Any wireless network must be designed and planned with the best security offerings available. Network managers will need to monitor known security flaws to assure that their wireless network is not compromised. A policy about the types of files and communications allowed on wireless networks will also help to assure that sensitive documents do not fall into the wrong hands. Like any network, a combination of security strategies is the best method for secure communications.

Newer Wireless Technologies

802.11n

One problem with 802.11 networks outside of security is speed. The IEEE has approved a new task group - 802.11N. This task group is working to provide speeds of 100Mbps minimum. This technology is expected to be incorporated not only into PC's, but also into consumer electronics, handheld devices and major enterprise, public and even residential hotspot environments. This standard will be backward compatible to the other 802.11 standards. The task force is working on MIMO (multiple in - multiple out) as a possible solution to increase speed while still remaining compatible with 802.11a/b/g networks. This provides multiple channels for communications through multiple antennas.

Wi-Max

Wi-Max (Worldwide Interoperability for Microwave Access) is the newest wireless communication method and was standardized by the IEEE 802.16 (Broadband Wireless Access) working group. This provides for point to multi-point architectures that operate in the spectral range between 2 GHz and 66 GHz. Transmissions can go to distances of up to 30 miles with shared data rates at 70Mbps. For the higher frequencies, line of site is required. It requires antennas with much higher gain than a typical WiFi antenna, but for broadband wireless access to rural areas and in a campus environment, it can provide significant benefit due to the fact that communications can occur with multiple devices like a radio station broadcast to multiple radios. For those in areas where broadband internet access is not an option, Wi-Max is certainly one solution for them. A new amendment to the standard will allow for fixed and mobile access through Wi-Max antennas.

Summary

While there are benefits to WiFi technology, it is not expected to replace networks in mainstream corporate environments. This technology will probably remain as a transient or SOHO solution. With faster computing, growing applications and greater demand on network resources, a cabled environment for most core applications will provide the appropriate speed for full and secure functionality. The additional security measures and administrative time WiFi requires in implementation and maintenance may, in fact, outweigh any cabling savings.

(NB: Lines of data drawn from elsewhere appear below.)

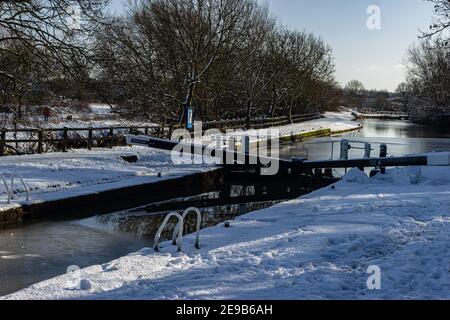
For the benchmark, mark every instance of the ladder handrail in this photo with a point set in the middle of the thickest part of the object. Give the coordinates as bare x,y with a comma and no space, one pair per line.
16,173
199,225
163,225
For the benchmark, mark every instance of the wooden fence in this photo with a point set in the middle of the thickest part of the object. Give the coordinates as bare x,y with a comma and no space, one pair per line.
65,138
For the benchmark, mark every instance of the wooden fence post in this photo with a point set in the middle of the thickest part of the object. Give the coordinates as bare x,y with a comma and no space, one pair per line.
40,141
111,138
2,142
90,142
66,139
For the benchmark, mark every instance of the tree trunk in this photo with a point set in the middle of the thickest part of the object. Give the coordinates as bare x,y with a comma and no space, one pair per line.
248,117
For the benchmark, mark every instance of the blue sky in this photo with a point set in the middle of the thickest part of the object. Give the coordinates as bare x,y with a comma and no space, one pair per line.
375,57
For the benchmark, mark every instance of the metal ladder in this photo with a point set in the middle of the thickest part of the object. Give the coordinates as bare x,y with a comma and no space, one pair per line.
178,231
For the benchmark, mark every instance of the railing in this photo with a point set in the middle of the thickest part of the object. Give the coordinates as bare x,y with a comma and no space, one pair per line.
181,225
259,123
163,225
177,235
62,139
10,189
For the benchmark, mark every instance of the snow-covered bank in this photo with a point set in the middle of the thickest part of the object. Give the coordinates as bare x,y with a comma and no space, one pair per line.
316,247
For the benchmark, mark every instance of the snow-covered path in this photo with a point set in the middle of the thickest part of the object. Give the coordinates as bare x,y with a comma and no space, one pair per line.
316,247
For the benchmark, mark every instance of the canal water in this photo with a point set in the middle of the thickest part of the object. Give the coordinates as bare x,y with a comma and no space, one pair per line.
41,250
402,138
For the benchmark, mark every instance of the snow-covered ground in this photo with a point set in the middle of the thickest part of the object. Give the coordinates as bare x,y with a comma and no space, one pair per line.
316,247
62,175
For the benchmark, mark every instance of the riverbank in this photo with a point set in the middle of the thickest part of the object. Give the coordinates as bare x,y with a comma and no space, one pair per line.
316,247
79,179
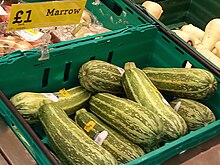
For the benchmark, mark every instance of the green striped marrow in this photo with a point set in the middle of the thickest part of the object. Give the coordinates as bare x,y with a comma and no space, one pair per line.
139,88
193,112
129,118
28,103
69,142
191,83
100,76
120,147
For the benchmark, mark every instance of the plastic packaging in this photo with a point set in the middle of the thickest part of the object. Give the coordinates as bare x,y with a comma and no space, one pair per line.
42,37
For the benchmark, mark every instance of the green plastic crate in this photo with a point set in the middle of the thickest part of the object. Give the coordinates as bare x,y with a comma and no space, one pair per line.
145,45
177,13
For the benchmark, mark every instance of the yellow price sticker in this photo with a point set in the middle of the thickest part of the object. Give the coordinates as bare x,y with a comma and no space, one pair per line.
45,14
64,92
89,126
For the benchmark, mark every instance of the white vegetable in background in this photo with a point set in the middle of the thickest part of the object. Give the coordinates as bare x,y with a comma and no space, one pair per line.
193,30
153,8
211,36
210,56
190,39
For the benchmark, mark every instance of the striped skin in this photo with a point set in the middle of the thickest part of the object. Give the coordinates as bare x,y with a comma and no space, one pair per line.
120,147
69,142
139,88
191,83
28,103
100,76
129,118
194,113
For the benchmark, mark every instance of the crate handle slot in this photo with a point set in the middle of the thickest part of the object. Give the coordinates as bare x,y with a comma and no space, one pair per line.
45,77
67,71
113,6
179,50
110,55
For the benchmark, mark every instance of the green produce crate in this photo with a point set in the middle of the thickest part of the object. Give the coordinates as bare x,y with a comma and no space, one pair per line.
177,13
112,14
145,45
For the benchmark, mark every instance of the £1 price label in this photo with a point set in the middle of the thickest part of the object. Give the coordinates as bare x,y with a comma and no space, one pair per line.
45,14
22,17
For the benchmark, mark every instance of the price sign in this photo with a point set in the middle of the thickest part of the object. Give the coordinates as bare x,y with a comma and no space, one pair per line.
45,14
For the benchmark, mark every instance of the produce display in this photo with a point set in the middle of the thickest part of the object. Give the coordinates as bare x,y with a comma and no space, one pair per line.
194,113
120,147
69,142
99,76
191,83
154,8
138,87
135,122
206,41
132,120
28,103
115,114
37,37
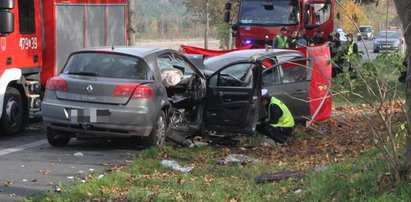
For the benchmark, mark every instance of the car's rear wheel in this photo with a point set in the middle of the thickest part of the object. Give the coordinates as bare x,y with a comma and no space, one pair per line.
13,112
157,136
56,139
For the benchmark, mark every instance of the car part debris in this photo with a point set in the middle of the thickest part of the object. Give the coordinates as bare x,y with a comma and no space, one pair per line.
175,166
270,177
236,159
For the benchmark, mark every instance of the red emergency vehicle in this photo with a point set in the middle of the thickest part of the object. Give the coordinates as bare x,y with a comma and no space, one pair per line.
36,37
259,21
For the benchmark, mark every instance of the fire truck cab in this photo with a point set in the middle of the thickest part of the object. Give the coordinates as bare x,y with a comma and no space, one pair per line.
36,37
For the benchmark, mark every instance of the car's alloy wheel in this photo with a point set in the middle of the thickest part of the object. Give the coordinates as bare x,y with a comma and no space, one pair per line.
13,112
55,139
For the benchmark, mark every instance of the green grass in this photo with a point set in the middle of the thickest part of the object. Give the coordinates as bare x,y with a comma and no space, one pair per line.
147,180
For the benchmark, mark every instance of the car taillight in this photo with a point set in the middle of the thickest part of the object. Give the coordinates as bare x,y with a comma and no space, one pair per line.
143,92
57,84
133,91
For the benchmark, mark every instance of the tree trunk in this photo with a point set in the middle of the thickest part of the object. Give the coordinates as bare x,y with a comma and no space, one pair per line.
132,22
207,26
403,10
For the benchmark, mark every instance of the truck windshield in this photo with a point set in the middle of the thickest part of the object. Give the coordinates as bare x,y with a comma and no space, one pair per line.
276,12
107,65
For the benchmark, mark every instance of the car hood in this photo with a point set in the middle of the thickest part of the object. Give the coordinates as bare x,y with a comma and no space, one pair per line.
216,63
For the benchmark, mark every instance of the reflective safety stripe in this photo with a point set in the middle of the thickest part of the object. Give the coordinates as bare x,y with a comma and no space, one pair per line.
287,119
280,41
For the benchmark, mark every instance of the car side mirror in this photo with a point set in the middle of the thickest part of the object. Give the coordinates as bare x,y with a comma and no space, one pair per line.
227,6
6,22
268,5
310,26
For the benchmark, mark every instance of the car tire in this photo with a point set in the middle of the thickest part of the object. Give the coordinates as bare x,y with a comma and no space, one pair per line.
55,139
12,120
157,137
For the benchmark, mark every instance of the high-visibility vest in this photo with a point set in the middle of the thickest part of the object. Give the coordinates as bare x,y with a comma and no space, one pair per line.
280,41
287,119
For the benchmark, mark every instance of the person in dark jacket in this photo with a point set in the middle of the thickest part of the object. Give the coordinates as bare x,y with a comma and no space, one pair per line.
336,55
292,41
280,122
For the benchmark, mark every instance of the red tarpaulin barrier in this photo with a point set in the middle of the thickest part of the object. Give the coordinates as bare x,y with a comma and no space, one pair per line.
319,91
320,97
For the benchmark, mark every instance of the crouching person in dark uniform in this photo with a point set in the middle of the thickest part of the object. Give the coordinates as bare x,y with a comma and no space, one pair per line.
280,123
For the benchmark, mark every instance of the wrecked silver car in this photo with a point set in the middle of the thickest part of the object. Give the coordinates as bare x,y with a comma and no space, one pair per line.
153,93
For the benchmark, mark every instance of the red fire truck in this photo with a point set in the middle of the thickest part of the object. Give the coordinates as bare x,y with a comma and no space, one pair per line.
259,21
36,37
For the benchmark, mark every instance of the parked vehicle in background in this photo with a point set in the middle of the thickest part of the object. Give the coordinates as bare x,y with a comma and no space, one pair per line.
366,32
389,40
342,34
261,19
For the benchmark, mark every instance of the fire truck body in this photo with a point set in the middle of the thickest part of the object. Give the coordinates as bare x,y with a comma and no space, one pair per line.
259,21
36,36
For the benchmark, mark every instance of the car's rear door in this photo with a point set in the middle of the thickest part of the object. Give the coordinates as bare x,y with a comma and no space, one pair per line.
233,98
289,81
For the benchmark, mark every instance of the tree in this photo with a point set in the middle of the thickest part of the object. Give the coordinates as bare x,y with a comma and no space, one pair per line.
403,10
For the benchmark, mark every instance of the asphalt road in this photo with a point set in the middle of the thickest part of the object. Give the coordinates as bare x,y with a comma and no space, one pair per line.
366,46
28,165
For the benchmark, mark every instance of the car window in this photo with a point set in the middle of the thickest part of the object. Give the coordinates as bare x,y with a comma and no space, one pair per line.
287,72
180,62
238,75
271,77
108,65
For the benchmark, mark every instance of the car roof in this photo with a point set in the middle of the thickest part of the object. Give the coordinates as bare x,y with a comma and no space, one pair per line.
129,50
217,62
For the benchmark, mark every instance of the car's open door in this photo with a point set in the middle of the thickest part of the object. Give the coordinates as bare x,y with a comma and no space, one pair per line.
233,94
289,81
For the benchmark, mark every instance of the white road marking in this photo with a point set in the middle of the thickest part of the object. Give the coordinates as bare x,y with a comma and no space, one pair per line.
22,147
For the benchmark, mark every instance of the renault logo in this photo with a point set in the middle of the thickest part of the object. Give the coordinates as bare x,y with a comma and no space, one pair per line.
89,88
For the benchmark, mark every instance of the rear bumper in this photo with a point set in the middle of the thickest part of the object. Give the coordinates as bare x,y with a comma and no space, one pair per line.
121,122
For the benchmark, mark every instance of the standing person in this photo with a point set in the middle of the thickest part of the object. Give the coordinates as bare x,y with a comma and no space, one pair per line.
279,40
352,49
335,48
302,37
319,37
292,40
280,120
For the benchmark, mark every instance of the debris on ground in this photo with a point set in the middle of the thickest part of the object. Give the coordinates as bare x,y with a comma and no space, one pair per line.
175,166
78,154
236,159
270,177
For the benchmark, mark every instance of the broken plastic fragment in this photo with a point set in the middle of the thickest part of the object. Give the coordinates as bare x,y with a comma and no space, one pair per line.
175,166
78,154
236,159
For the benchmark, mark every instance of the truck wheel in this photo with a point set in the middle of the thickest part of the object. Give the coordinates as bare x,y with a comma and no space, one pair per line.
13,112
55,139
157,136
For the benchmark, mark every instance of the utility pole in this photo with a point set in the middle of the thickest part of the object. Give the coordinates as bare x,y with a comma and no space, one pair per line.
207,25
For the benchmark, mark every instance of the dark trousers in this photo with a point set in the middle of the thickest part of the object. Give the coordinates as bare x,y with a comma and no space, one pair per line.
278,134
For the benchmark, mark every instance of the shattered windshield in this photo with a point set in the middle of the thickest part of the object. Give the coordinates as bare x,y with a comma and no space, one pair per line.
279,12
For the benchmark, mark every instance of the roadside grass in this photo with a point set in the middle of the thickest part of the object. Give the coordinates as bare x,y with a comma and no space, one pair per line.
351,169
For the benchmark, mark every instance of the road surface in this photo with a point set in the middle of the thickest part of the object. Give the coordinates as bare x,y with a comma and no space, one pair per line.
28,165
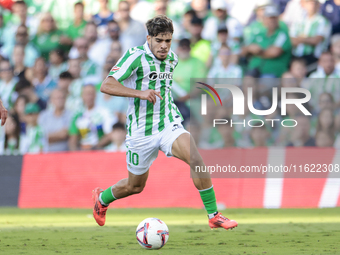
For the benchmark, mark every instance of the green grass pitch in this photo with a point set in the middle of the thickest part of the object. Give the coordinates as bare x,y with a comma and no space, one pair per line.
260,231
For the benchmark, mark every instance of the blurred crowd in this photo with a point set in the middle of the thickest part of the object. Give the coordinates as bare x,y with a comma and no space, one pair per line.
55,54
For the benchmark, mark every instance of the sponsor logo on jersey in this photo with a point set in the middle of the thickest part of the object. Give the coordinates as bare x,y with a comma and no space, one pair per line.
161,76
115,69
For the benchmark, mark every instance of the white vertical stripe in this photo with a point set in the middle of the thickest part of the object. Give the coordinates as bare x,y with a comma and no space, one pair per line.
331,190
156,107
274,186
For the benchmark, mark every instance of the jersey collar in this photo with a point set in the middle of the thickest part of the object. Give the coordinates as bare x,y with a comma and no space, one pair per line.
149,52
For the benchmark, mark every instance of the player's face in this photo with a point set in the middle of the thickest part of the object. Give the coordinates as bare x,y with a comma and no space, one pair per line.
160,45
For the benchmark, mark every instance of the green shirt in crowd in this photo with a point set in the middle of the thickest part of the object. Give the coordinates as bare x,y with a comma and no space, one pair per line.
74,31
274,66
201,50
46,42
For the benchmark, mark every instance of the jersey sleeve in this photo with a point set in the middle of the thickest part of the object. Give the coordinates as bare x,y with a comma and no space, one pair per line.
127,65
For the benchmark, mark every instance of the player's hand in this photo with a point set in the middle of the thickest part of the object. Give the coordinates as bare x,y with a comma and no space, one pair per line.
150,95
3,114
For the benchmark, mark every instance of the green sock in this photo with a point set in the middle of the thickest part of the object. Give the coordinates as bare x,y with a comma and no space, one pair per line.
209,200
107,196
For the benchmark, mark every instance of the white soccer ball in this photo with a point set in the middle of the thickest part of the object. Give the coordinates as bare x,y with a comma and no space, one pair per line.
152,233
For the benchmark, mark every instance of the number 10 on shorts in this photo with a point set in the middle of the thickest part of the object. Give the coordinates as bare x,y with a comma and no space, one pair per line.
133,158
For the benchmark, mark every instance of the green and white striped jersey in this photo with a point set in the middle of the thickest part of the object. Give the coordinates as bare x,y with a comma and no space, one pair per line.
139,69
310,27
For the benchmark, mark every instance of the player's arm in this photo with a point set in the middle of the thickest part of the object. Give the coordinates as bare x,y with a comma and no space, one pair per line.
3,113
113,87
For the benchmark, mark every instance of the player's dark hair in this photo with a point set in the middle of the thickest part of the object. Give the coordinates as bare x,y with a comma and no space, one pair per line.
118,125
159,25
65,75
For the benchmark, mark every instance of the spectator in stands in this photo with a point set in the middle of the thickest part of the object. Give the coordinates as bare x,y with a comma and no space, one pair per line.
259,135
21,38
74,100
19,111
77,28
224,68
201,9
55,122
114,31
117,138
49,37
335,49
331,10
2,29
7,84
18,56
25,88
12,136
116,106
133,33
327,81
222,38
89,126
301,133
34,141
41,81
324,139
310,36
326,101
326,121
326,67
104,15
88,67
298,69
219,8
289,81
257,26
271,49
200,48
141,11
294,13
57,64
21,17
186,23
161,7
187,68
98,48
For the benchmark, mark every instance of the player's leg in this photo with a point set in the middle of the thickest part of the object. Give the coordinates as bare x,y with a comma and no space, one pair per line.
134,184
184,148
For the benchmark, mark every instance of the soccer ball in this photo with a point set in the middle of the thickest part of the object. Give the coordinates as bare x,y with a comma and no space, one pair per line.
152,233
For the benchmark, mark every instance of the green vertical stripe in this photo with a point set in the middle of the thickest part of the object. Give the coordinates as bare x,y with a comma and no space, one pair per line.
162,107
140,74
171,118
130,120
149,106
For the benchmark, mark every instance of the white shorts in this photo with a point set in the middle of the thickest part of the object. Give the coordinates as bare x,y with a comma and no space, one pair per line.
143,150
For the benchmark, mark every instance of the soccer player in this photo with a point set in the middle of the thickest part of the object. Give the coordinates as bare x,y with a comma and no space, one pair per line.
153,121
3,113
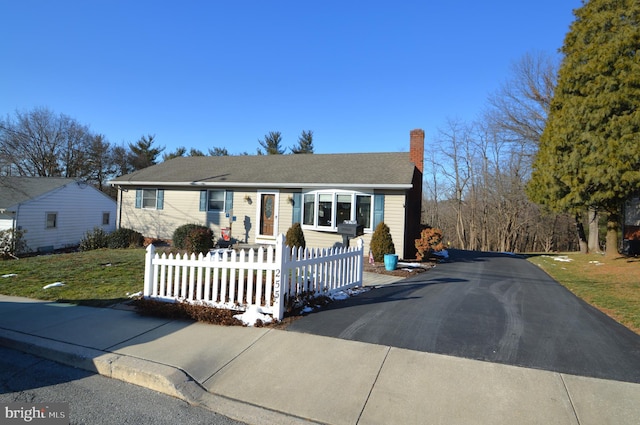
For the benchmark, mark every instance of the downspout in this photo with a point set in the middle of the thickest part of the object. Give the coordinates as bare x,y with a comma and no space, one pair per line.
119,201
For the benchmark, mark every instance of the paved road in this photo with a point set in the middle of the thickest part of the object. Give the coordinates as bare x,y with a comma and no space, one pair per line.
485,306
93,399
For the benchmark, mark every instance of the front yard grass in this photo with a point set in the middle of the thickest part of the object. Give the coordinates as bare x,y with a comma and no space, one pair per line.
108,276
96,278
610,285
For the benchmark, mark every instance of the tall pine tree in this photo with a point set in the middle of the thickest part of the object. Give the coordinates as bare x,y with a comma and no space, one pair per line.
589,155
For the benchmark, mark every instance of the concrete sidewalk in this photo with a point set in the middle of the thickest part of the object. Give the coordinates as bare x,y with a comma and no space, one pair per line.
268,376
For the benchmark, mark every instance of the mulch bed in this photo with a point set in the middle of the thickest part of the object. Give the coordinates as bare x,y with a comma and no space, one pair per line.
225,317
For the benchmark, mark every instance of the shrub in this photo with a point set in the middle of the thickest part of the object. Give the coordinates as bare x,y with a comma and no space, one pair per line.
295,236
430,241
94,239
199,239
125,238
179,239
381,242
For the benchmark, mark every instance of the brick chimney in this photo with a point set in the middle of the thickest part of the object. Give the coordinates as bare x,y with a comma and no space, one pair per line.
416,148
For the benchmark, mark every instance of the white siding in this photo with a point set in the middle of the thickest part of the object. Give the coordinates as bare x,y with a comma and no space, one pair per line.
180,207
5,223
79,209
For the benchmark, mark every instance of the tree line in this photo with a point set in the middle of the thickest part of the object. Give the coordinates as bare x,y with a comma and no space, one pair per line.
557,150
42,143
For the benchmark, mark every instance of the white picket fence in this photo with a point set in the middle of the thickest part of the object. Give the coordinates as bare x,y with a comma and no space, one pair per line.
263,277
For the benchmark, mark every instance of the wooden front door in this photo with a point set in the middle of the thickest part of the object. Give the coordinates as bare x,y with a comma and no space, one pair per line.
267,216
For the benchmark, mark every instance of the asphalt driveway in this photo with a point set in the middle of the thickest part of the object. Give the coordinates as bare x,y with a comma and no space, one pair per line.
486,306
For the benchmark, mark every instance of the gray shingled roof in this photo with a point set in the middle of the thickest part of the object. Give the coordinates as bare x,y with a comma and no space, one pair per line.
302,170
14,190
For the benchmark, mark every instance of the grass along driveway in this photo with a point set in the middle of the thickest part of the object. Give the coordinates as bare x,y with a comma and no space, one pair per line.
96,278
108,276
611,286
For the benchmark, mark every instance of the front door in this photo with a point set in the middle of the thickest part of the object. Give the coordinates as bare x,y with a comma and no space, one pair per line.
268,213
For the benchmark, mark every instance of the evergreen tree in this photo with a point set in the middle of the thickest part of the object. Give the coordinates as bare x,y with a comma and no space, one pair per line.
305,143
589,154
142,154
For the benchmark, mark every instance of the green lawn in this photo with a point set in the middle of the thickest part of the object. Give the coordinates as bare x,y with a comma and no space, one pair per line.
97,278
108,276
610,285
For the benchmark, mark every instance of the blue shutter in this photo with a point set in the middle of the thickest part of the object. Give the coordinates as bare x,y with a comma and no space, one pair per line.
378,210
203,200
228,201
138,198
160,199
297,208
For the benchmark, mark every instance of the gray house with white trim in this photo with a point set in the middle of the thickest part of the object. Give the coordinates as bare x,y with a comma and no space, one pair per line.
254,198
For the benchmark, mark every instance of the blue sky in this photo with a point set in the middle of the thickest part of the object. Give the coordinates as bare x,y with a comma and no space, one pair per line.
201,74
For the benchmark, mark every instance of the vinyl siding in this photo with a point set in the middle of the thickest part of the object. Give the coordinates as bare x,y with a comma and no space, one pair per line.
79,209
182,206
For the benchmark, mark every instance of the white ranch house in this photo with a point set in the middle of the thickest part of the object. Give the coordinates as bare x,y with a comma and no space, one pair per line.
252,199
54,212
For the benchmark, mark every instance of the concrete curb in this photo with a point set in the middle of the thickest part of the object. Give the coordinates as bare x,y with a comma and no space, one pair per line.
144,373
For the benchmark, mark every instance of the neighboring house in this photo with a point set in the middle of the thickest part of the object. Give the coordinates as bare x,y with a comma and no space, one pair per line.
254,198
631,226
54,212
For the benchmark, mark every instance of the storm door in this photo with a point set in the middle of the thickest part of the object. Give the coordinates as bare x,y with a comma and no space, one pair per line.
267,214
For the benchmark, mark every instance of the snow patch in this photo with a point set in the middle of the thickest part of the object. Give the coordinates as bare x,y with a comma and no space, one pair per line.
561,258
444,253
252,315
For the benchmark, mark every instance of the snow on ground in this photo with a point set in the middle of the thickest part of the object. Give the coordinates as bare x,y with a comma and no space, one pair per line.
561,258
252,315
444,253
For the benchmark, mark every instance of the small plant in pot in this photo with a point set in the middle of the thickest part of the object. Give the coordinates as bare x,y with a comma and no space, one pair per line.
382,247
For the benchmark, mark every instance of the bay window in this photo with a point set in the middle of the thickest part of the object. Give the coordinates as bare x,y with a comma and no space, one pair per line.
324,209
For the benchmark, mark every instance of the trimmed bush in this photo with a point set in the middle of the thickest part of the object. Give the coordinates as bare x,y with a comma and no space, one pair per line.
94,239
430,241
381,242
12,243
295,236
179,239
125,238
199,239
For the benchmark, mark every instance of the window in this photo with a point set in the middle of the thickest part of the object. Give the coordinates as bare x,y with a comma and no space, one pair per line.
309,209
52,220
324,209
215,200
363,210
150,198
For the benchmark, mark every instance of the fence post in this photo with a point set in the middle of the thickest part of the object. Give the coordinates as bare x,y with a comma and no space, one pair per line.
280,281
360,261
148,270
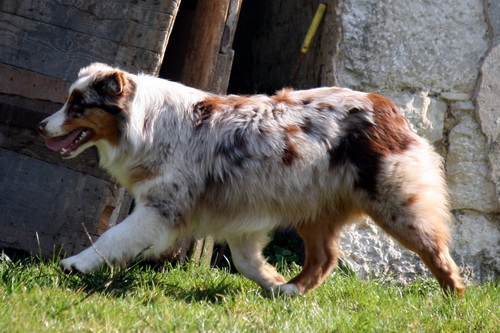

As bandwidth is shared on a Wi-Fi network, the connectivity solutions incorporated for the cabled portion should provide the highest bandwidth possible with the least amount of interference possible. This will assure that any degradation of speed is kept to a minimum.

Further, as the spectrum that wireless uses is unlicensed, it can be saturated and susceptible to interference, causing additional problems. The largest hurdle to solving these problems is that the effects are generally intermittent and therefore, harder to troubleshoot. Signals can be jammed, creating a new denial of service type attack. It is not likely that Wi-Fi will replace cabled systems, but will provide complementary services where it is technically feasible.